Kolejne ukraińskie próby przerwania rosyjskiej granicy nie dziwią generała Waldemara Skrzypczaka, byłego dowódcy Wojsk Lądowych. Patrząc na sukces operacji kurskiej, uważa on, iż Ukraińcy szukają miejsca, w którym mogliby taki sam manewr powtórzyć.
- Pod Biełgorodem nie udało się, to będą szukali kolejnych miejsc. To nie jest niepowodzenie, żadna klęska. Próbowali, nie wyszło, to będą próbowali gdzie indziej. Pod Biełgorodem na pewno Rosjanie zgrupowali teraz wojska, które mają za zadanie nie dopuścić do tego, aby Ukraińcy, wzorem Kurska, włamali się do Rosji – mówi Forsalowi generał Skrzypczak.
Pułapka na Rosjan już czeka
I kiedy szarpanie rosyjskich boków może cieszyć, to znów sytuacja w Donbasie na pierwszy rzut oka nie wygląda na korzystną dla obrońców. Z dnia na dzień zmuszani są oni ustępować pod rosyjskim naporem, a najeźdźca sukcesywnie poszerza swą podstawę wyjściową do ataku na Pokrowsk, Myrnohrad i Sełydowe. W ciągu tygodnia Rosjanom udało się opanować połowę miejscowości Nowohoridiwka – czyli jakby ostatniego bastionu miejskiego przed uderzeniem na Pokrowsk.
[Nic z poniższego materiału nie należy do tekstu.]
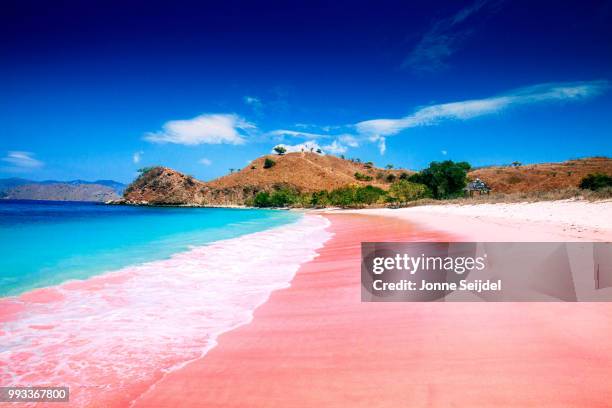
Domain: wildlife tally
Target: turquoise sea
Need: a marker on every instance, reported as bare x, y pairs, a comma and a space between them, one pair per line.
45, 243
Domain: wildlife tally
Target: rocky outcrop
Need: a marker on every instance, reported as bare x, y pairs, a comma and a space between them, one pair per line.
304, 172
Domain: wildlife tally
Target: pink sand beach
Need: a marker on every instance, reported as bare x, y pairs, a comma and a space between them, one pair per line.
316, 344
305, 339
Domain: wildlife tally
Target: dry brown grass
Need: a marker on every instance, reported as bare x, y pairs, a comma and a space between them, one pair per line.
307, 172
522, 197
541, 177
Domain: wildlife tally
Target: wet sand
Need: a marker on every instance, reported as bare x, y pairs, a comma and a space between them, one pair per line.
316, 344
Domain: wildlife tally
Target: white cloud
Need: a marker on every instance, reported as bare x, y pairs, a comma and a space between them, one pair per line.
20, 160
446, 36
464, 110
251, 100
349, 140
296, 133
203, 129
255, 103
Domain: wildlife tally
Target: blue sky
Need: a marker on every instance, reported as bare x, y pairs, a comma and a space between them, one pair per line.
99, 89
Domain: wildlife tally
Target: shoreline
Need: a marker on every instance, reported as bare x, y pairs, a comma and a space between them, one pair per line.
198, 295
315, 343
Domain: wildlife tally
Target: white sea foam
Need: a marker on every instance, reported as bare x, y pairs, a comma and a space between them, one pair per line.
122, 330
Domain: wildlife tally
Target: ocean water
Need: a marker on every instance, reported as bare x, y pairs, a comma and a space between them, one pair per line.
123, 296
45, 243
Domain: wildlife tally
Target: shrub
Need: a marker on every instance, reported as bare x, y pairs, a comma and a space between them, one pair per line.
444, 179
596, 182
283, 197
362, 177
355, 196
319, 199
368, 195
403, 191
280, 150
269, 163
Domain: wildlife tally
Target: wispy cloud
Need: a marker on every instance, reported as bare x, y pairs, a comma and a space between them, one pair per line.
204, 129
298, 134
21, 161
445, 36
255, 103
469, 109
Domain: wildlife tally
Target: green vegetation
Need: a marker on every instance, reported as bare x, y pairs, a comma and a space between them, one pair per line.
444, 179
281, 197
596, 182
404, 191
144, 170
280, 150
269, 163
362, 177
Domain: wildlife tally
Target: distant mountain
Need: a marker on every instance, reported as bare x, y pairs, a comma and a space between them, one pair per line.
74, 190
304, 172
310, 172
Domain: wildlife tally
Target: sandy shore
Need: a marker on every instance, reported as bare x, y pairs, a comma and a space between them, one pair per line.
316, 344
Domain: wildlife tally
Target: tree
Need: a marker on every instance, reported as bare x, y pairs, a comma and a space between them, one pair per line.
444, 179
362, 177
144, 170
596, 181
280, 150
262, 199
268, 163
404, 191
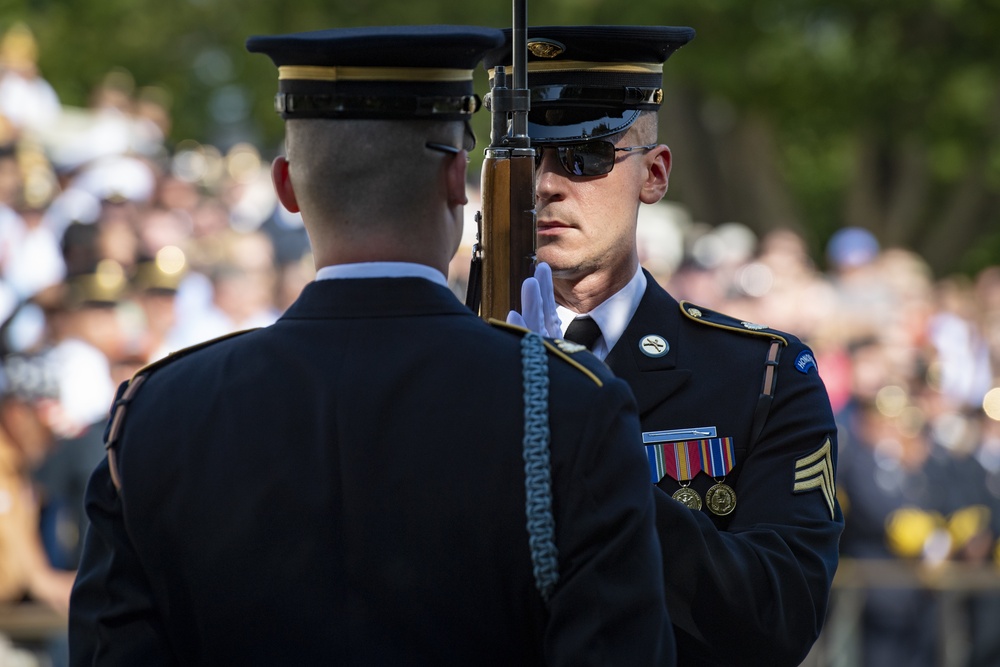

Rosjanie są zdeterminowani, by dotrzeć do Pokrowska i docelowo zająć to miasto, aby Kreml mógł ogłosić zwycięstwo i bagatelizując utratę części obwodu kurskiego, świętować zrealizowanie głównych celów swej „operacji specjalnej”. Gdy jednak spojrzy się na mapę rosyjskiego natarcia, jasno widać, iż nie jest ono prowadzone szerokim frontem, ale wygląda na coraz to bardziej pogłębiający się klin, wbity w pozycje ukraińskie. Jego zwieńczeniem jest właśnie Pokrowsk, a nie ma się co spodziewać, że Ukraina odda bez walki to strategiczne miasto. Jego obrona przygotowywana jest od wielu tygodni, a pamiętając zażarte walki w Mariupolu, Bachmucie, czy wielu innych mniejszych miejscowościach, należy się spodziewać, iż stanie się on twierdzą, pochłaniającą całą rosyjską uwagę i potężne siły
Na to zaś czekać mogą Ukraińcy, by w chwili rozpoczęcia walk o miasto, zaskoczyć okupanta. Generał Skrzypczak widzi taką możliwość.
- Ja bym nie wykluczył, że Ukraińcy być może wciągają w ten worek Rosjan, ustępują im krok po kroku po to, aby ten worek się pogłębiał, a potem uderzą ze skrzydeł i będą chcieli okrążyć wojska rosyjskie w Donbasie. Wszyscy mówią, czemu Ukraińcy się cofają, a mało kto głośno to powie, że może to być cofanie zamierzone, aby w przyszłości po prostu odciąć Rosjan – mówi generał.
Rosjanie z pewnością też widzą niebezpieczeństwo uderzenia na skrzydła swych sił, skupiających się na walkach o Pokrowsk i logika podpowiada, że powinni wybudować tam pas umocnień. Czy tak się stało?
- Nie umocnili się, bo na umocnienia trzeba mieć czas, a oni nie mają na to czasu, bo tylko pchają się do przodu – twierdzi generał.
Powodzenie takiego manewru i okrążenie sił rosyjskich, walczących o miasto, do złudzenia przypominałoby manewr, jaki w 1942 roku Rosjanie wykonali pod Stalingradem.